Cooling Doesn’t Manage Itself

Cooling Doesn’t Manage Itself

Of the primary components driving data center operations – IT assets, power, space and cooling – the first three command the lion’s share of attention.  Schneider Electric (StruxureWare), Panduit (PIM), ABB (Decathalon), Nlyte, Emerson (Trellis) and others have created superb asset and power tracking systems.   Using systems like these and others, companies can get a good idea as to where their assets are located, how to get power to them and even how to optimally manage them under changing conditions.

Less well understood and, I would argue, not understood at all, is how to get all the IT-generated heat out of the data center, and as efficiently as possible.

Some believe that efficient cooling can be “designed in,” as opposed to operationally managed, and that this is good enough.

On the day a new data center goes live the cooling will, no doubt, operate superbly.  That is, right up until something changes – which could happen the next day, weeks or months later.  Even the most efficiently designed data centers eventually operate inefficiently. At that point, your assets are at risk and you probably won’t even know it.  Changes and follow-in inefficiencies are inevitable.
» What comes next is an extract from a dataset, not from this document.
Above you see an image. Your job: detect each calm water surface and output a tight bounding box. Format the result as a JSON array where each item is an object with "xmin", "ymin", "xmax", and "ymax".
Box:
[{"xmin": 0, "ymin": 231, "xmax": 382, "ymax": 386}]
As well, efficiency by design only applies to new data centers.  The vast majority of data centers operating today are aging. All of them have degraded with incremental cooling issues over time.   IT changes, infrastructure updates, failures, essentially any and all physical data center changes or incidents, affect cooling in ways that may not be detected through traditional operations or “walk around” management.

Data center managers must manage their cooling infrastructure as dynamically and closely as they do their IT assets.  The health of the cooling system directly impacts the health of those very same IT assets.

Further, cooling must be managed operationally.  Beyond the cost savings of continually optimized efficiency, cooling management systems provide clearer insight into where to add capacity, redundancy, potential thermal problems, and areas of risk.

Data centers have grown beyond the point where they can be managed manually.  It’s time stop treating cooling as the red-headed step-child of data centers.  Cooling requires the same attention and sophisticated management systems that are in common use for IT assets.  There’s no time to lose.